Washington's original 73-page manuscript "has been the victim of the most horrendous historical vandalism" (Flexner) at the hands of Washington's early editor, Jared Sparks (1789-1866), who acquired the manuscript but chose to suppress its publication and subsequently gave away individual leaves and small segments as souvenirs. Today, only a handful of leaves and small scraps are extant. According to the most thorough register of surviving fragments and leaves, complete leaves can be located (Washington, Papers, Presidential Series, ed. D. Twohig, 2:159-173).
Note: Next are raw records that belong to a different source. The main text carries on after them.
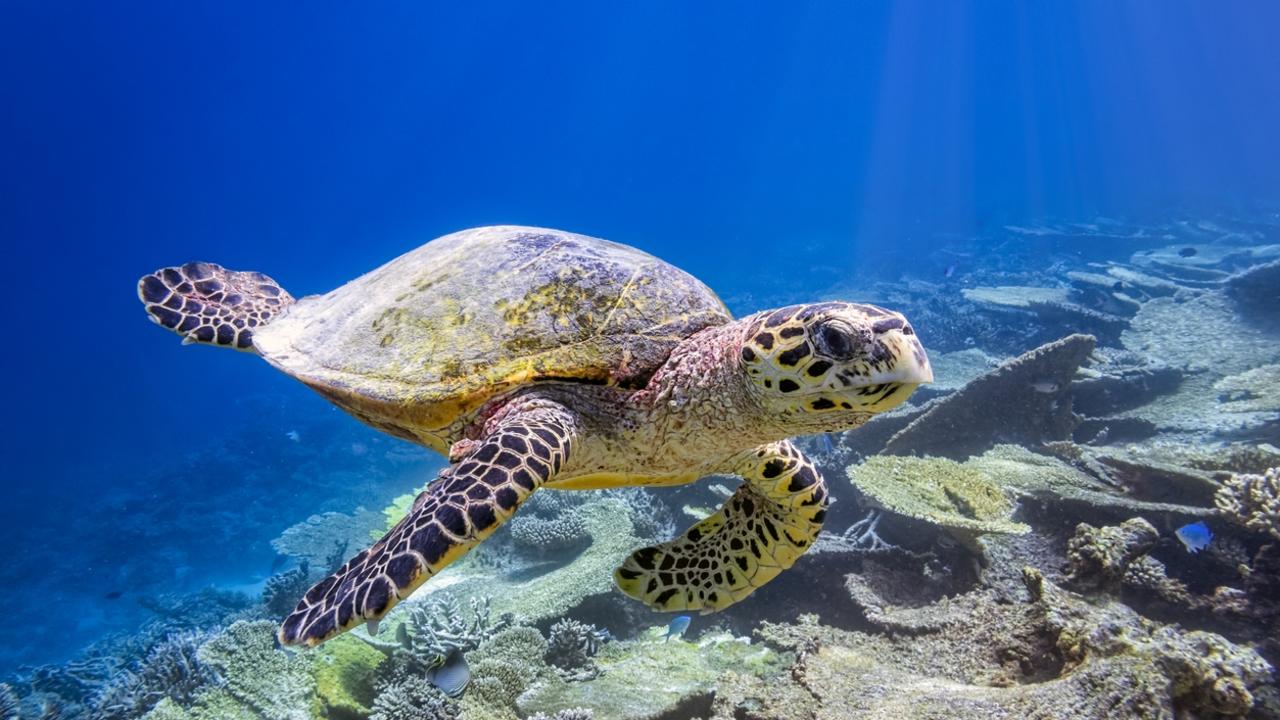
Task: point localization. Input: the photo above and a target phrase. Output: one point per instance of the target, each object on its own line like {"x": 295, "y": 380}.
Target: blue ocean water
{"x": 778, "y": 153}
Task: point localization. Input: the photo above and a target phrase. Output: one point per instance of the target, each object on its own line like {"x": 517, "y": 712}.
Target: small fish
{"x": 1194, "y": 536}
{"x": 677, "y": 627}
{"x": 453, "y": 677}
{"x": 1047, "y": 387}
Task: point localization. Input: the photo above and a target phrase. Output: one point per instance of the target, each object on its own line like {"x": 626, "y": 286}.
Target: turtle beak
{"x": 888, "y": 387}
{"x": 913, "y": 365}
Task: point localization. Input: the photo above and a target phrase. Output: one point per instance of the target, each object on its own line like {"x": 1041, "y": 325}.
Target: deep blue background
{"x": 737, "y": 140}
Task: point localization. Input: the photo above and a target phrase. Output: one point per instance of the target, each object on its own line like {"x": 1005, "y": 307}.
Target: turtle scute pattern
{"x": 458, "y": 510}
{"x": 759, "y": 532}
{"x": 209, "y": 304}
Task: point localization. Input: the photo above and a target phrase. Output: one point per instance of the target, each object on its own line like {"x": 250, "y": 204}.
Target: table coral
{"x": 938, "y": 491}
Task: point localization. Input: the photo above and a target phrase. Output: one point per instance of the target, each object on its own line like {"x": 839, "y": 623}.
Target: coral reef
{"x": 649, "y": 678}
{"x": 503, "y": 668}
{"x": 1252, "y": 501}
{"x": 320, "y": 540}
{"x": 411, "y": 697}
{"x": 549, "y": 536}
{"x": 1251, "y": 391}
{"x": 428, "y": 633}
{"x": 650, "y": 518}
{"x": 1029, "y": 391}
{"x": 1057, "y": 656}
{"x": 938, "y": 491}
{"x": 259, "y": 678}
{"x": 571, "y": 646}
{"x": 172, "y": 669}
{"x": 1253, "y": 292}
{"x": 1066, "y": 488}
{"x": 570, "y": 714}
{"x": 1098, "y": 557}
{"x": 1051, "y": 306}
{"x": 347, "y": 675}
{"x": 903, "y": 600}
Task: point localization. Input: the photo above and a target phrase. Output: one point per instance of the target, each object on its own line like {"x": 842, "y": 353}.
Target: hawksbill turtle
{"x": 543, "y": 359}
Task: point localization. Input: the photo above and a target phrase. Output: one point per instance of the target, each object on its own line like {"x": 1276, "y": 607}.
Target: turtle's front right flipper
{"x": 460, "y": 509}
{"x": 211, "y": 305}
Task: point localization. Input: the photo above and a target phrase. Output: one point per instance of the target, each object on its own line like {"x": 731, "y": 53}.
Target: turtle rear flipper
{"x": 458, "y": 510}
{"x": 757, "y": 534}
{"x": 211, "y": 305}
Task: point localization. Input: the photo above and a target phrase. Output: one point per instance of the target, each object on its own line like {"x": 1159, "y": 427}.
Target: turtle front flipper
{"x": 759, "y": 532}
{"x": 460, "y": 509}
{"x": 211, "y": 305}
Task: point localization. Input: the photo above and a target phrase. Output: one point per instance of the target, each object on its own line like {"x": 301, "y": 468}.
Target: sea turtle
{"x": 535, "y": 358}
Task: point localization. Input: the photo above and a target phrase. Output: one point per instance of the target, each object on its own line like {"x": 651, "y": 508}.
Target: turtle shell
{"x": 430, "y": 336}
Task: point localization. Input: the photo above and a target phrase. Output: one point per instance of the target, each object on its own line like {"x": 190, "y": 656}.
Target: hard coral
{"x": 407, "y": 696}
{"x": 549, "y": 536}
{"x": 1023, "y": 400}
{"x": 439, "y": 628}
{"x": 1252, "y": 501}
{"x": 938, "y": 491}
{"x": 172, "y": 669}
{"x": 570, "y": 648}
{"x": 1098, "y": 557}
{"x": 257, "y": 675}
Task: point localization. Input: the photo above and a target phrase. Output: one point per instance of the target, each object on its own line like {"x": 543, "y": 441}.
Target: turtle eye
{"x": 833, "y": 341}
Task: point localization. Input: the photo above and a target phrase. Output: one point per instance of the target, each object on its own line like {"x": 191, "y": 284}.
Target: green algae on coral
{"x": 346, "y": 673}
{"x": 938, "y": 491}
{"x": 652, "y": 679}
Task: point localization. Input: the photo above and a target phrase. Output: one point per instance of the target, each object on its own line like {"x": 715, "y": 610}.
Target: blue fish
{"x": 1194, "y": 536}
{"x": 677, "y": 627}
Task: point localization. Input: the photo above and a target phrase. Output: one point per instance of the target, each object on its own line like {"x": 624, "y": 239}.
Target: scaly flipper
{"x": 458, "y": 510}
{"x": 211, "y": 305}
{"x": 759, "y": 532}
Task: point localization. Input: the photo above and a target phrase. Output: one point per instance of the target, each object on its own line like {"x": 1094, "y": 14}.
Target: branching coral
{"x": 172, "y": 669}
{"x": 1252, "y": 501}
{"x": 1098, "y": 557}
{"x": 570, "y": 714}
{"x": 937, "y": 491}
{"x": 650, "y": 516}
{"x": 1023, "y": 400}
{"x": 503, "y": 668}
{"x": 570, "y": 648}
{"x": 407, "y": 696}
{"x": 256, "y": 674}
{"x": 439, "y": 628}
{"x": 549, "y": 536}
{"x": 1208, "y": 673}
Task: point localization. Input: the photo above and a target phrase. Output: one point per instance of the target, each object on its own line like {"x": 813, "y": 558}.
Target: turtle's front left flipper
{"x": 461, "y": 507}
{"x": 759, "y": 532}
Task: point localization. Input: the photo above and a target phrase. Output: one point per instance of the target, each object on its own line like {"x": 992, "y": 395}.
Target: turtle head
{"x": 832, "y": 365}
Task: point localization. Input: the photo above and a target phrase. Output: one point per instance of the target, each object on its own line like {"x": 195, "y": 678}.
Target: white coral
{"x": 1252, "y": 501}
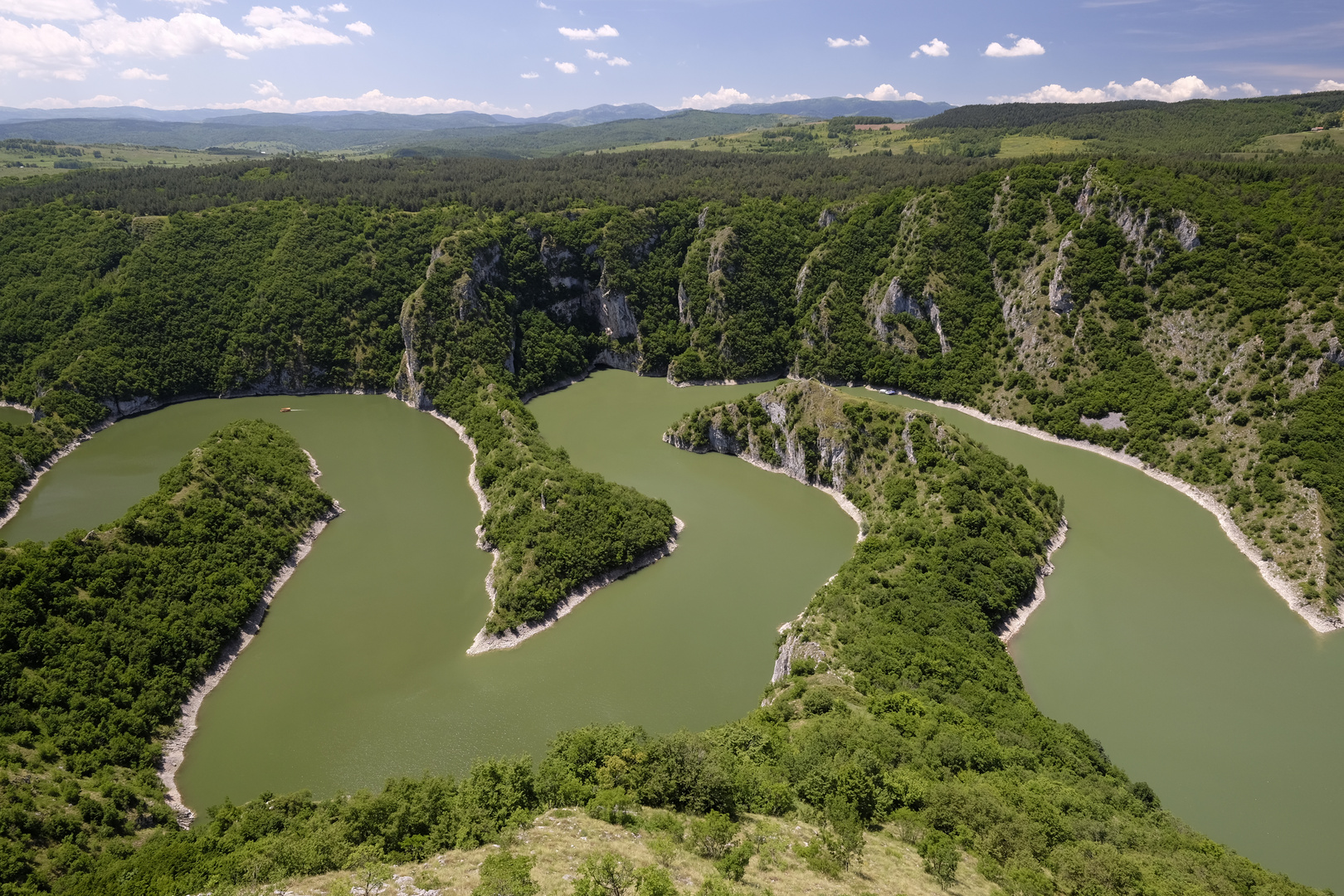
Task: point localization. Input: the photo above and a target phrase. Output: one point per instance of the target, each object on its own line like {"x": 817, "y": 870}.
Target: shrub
{"x": 713, "y": 835}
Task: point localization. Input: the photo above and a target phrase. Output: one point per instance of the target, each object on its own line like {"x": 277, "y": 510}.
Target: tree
{"x": 843, "y": 832}
{"x": 713, "y": 835}
{"x": 655, "y": 881}
{"x": 604, "y": 874}
{"x": 941, "y": 857}
{"x": 370, "y": 872}
{"x": 504, "y": 874}
{"x": 734, "y": 863}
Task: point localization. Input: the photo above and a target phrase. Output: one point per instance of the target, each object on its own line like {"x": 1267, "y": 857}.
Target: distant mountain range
{"x": 355, "y": 119}
{"x": 449, "y": 134}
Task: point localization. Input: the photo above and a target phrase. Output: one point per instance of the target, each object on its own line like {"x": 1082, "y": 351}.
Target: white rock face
{"x": 1060, "y": 299}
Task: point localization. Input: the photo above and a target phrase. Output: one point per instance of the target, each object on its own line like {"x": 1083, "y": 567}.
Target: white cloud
{"x": 1025, "y": 47}
{"x": 932, "y": 49}
{"x": 100, "y": 101}
{"x": 886, "y": 91}
{"x": 1187, "y": 88}
{"x": 371, "y": 101}
{"x": 589, "y": 34}
{"x": 717, "y": 100}
{"x": 47, "y": 10}
{"x": 140, "y": 74}
{"x": 47, "y": 51}
{"x": 42, "y": 51}
{"x": 187, "y": 32}
{"x": 730, "y": 97}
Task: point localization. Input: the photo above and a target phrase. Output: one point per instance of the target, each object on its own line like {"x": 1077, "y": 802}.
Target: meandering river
{"x": 1157, "y": 637}
{"x": 1161, "y": 641}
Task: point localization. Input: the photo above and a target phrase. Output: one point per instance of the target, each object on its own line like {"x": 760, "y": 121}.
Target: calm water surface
{"x": 1160, "y": 640}
{"x": 1157, "y": 637}
{"x": 360, "y": 670}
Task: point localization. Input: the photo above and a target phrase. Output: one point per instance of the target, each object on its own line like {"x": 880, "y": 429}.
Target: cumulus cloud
{"x": 1187, "y": 88}
{"x": 608, "y": 60}
{"x": 884, "y": 91}
{"x": 101, "y": 100}
{"x": 1025, "y": 47}
{"x": 49, "y": 51}
{"x": 371, "y": 101}
{"x": 140, "y": 74}
{"x": 932, "y": 49}
{"x": 589, "y": 34}
{"x": 730, "y": 97}
{"x": 49, "y": 10}
{"x": 42, "y": 51}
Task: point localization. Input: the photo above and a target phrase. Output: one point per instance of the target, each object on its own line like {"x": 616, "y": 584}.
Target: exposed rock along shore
{"x": 1268, "y": 568}
{"x": 11, "y": 508}
{"x": 845, "y": 504}
{"x": 175, "y": 746}
{"x": 1012, "y": 625}
{"x": 485, "y": 641}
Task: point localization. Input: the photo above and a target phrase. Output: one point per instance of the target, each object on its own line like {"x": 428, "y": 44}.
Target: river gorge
{"x": 1157, "y": 635}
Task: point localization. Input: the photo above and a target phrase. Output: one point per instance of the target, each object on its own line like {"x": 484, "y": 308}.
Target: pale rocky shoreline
{"x": 1012, "y": 625}
{"x": 485, "y": 641}
{"x": 1268, "y": 568}
{"x": 175, "y": 746}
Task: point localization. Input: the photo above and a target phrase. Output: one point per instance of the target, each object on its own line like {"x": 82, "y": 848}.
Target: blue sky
{"x": 531, "y": 56}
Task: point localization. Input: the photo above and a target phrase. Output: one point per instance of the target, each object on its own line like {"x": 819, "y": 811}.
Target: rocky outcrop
{"x": 1060, "y": 299}
{"x": 897, "y": 301}
{"x": 795, "y": 648}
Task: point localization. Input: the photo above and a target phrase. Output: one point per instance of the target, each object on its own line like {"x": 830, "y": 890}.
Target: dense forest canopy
{"x": 1191, "y": 305}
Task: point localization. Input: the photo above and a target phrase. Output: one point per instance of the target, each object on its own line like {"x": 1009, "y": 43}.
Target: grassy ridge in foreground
{"x": 902, "y": 709}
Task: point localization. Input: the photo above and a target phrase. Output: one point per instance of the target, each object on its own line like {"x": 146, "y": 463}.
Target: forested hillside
{"x": 1142, "y": 125}
{"x": 1186, "y": 314}
{"x": 1185, "y": 310}
{"x": 105, "y": 633}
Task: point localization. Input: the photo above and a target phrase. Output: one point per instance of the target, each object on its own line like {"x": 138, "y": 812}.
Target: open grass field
{"x": 1293, "y": 143}
{"x": 561, "y": 840}
{"x": 21, "y": 163}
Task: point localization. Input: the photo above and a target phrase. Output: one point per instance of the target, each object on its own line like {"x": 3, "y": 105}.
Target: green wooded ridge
{"x": 938, "y": 280}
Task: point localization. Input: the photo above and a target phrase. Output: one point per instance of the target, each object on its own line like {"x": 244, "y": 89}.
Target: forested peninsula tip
{"x": 1183, "y": 310}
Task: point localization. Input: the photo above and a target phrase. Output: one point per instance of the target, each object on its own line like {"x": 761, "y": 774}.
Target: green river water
{"x": 1157, "y": 635}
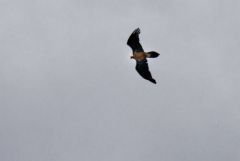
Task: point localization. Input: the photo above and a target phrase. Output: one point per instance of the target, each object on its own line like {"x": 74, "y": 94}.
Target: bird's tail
{"x": 153, "y": 81}
{"x": 152, "y": 54}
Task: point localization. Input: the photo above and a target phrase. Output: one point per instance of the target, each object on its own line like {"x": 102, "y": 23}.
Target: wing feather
{"x": 134, "y": 42}
{"x": 143, "y": 69}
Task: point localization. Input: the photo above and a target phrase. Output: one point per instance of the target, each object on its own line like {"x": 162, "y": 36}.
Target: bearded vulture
{"x": 140, "y": 56}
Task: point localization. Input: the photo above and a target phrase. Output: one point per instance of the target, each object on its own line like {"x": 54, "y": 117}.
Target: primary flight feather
{"x": 140, "y": 56}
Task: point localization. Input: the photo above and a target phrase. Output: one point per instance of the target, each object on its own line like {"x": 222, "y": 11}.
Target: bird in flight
{"x": 140, "y": 56}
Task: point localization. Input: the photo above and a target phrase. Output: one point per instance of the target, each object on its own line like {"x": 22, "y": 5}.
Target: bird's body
{"x": 140, "y": 56}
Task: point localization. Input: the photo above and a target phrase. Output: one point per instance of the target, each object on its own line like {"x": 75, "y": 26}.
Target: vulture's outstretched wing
{"x": 133, "y": 41}
{"x": 143, "y": 70}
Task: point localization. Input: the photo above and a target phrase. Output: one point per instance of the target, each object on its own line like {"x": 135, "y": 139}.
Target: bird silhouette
{"x": 140, "y": 56}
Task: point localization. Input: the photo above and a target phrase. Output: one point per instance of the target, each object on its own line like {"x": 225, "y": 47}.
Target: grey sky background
{"x": 69, "y": 92}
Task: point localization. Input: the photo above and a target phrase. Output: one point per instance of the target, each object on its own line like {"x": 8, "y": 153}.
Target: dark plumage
{"x": 140, "y": 56}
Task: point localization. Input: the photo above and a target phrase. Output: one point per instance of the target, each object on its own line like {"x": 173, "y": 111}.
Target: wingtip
{"x": 153, "y": 81}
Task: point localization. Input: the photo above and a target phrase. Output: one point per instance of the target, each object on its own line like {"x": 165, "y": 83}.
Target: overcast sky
{"x": 69, "y": 91}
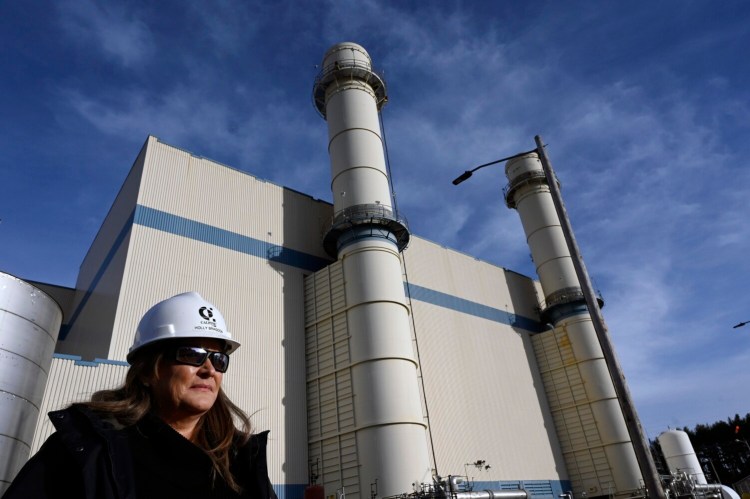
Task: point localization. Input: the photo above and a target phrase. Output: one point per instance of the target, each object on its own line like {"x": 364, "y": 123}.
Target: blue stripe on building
{"x": 65, "y": 329}
{"x": 197, "y": 231}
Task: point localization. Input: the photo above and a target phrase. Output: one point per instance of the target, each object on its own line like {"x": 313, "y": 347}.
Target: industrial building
{"x": 378, "y": 360}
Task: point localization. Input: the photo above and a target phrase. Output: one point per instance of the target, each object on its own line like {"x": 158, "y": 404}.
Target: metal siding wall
{"x": 98, "y": 284}
{"x": 261, "y": 299}
{"x": 330, "y": 421}
{"x": 481, "y": 380}
{"x": 73, "y": 381}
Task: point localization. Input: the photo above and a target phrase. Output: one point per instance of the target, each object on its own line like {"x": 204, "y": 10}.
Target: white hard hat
{"x": 186, "y": 315}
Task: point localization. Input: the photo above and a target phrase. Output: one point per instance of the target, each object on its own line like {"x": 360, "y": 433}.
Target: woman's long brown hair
{"x": 216, "y": 432}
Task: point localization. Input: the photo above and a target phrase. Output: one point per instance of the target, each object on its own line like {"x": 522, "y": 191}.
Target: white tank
{"x": 679, "y": 454}
{"x": 29, "y": 323}
{"x": 565, "y": 309}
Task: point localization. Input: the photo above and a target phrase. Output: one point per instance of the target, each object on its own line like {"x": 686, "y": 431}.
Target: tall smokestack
{"x": 604, "y": 457}
{"x": 367, "y": 235}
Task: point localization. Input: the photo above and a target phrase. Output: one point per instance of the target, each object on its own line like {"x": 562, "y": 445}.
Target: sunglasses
{"x": 196, "y": 356}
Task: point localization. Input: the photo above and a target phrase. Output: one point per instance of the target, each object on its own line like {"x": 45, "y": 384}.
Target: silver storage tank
{"x": 29, "y": 324}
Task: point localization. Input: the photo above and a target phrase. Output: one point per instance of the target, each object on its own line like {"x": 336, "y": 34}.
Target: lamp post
{"x": 635, "y": 430}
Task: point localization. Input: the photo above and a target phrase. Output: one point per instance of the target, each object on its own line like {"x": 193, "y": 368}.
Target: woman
{"x": 169, "y": 431}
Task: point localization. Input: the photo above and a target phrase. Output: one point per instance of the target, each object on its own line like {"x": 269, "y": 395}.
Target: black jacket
{"x": 88, "y": 457}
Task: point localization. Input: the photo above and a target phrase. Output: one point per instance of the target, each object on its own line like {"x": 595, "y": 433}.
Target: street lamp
{"x": 635, "y": 430}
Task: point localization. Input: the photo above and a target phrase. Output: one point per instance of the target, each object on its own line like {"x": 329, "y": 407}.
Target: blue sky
{"x": 644, "y": 106}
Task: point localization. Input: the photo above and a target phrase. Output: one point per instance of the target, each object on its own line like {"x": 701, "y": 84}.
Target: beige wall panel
{"x": 482, "y": 389}
{"x": 205, "y": 191}
{"x": 98, "y": 283}
{"x": 442, "y": 269}
{"x": 482, "y": 397}
{"x": 71, "y": 381}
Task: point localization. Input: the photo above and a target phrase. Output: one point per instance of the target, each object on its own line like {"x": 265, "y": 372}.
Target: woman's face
{"x": 185, "y": 391}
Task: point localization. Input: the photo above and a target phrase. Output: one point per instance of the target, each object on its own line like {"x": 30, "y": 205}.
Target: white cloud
{"x": 107, "y": 27}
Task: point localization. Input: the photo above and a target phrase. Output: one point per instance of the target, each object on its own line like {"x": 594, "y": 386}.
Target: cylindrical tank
{"x": 314, "y": 491}
{"x": 566, "y": 310}
{"x": 29, "y": 323}
{"x": 680, "y": 456}
{"x": 367, "y": 236}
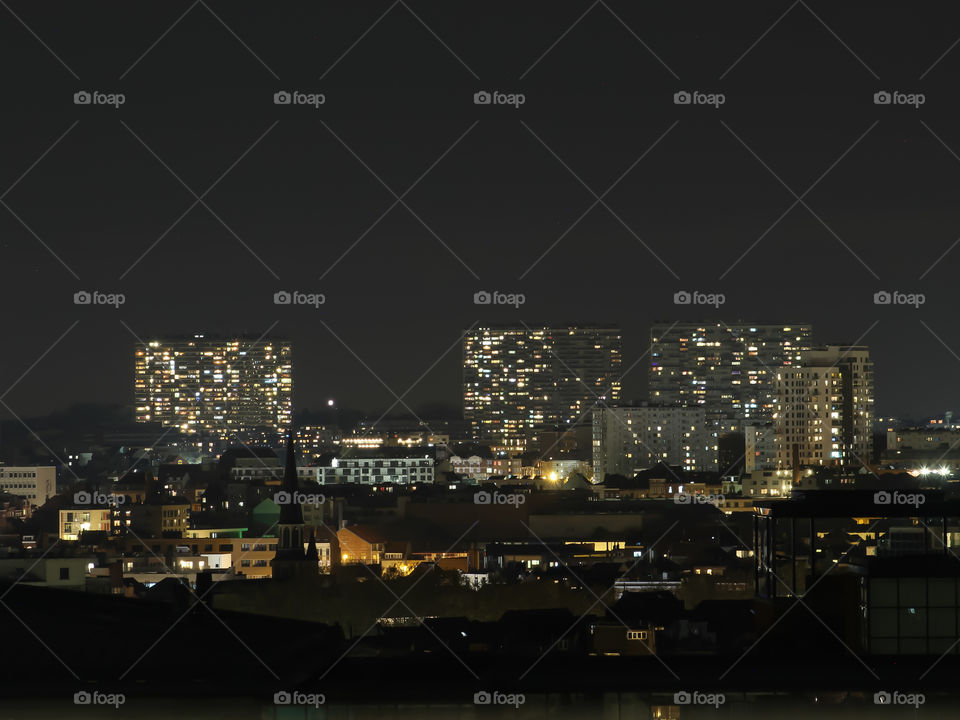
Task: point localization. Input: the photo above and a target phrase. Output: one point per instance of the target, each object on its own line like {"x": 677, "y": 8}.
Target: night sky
{"x": 502, "y": 185}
Surviving whole leaves recorded there comprise pp. 5/6, 15/16, 19/20, 23/24, 27/28, 29/30, 33/34, 45/46, 47/48, 57/58, 59/60 and 61/62 (Stein's 1958 census recorded 11 leaves, 12 half-leaves and two three-line fragments.) An additional previously unrecorded page (leaf 49/50) was sold at Christie's, New York, 20 May 1994, lot 95, $180,000), and another (leaf 35/36), was discovered in England in 1996 (Phillips, 13 June 1996, £180,000). Most of the extant leaves, though, are now in permanent institutional collections. See Nathaniel E. Stein, "The Discarded Inaugural Address of George Washington," in Manuscripts; The First Twenty Years, pp. 239-254.
Provenance: Jared Sparks (1789-1866), editor, historian and manuscript collector who borrowed from Washington's nephew Bushrod some eight cartons of Washington's original manuscripts at Mount Vernon for his research.--Nathaniel E. Stein (sale, Sotheby Parke Bernet, 25 January 1979, lot 189, illustrated).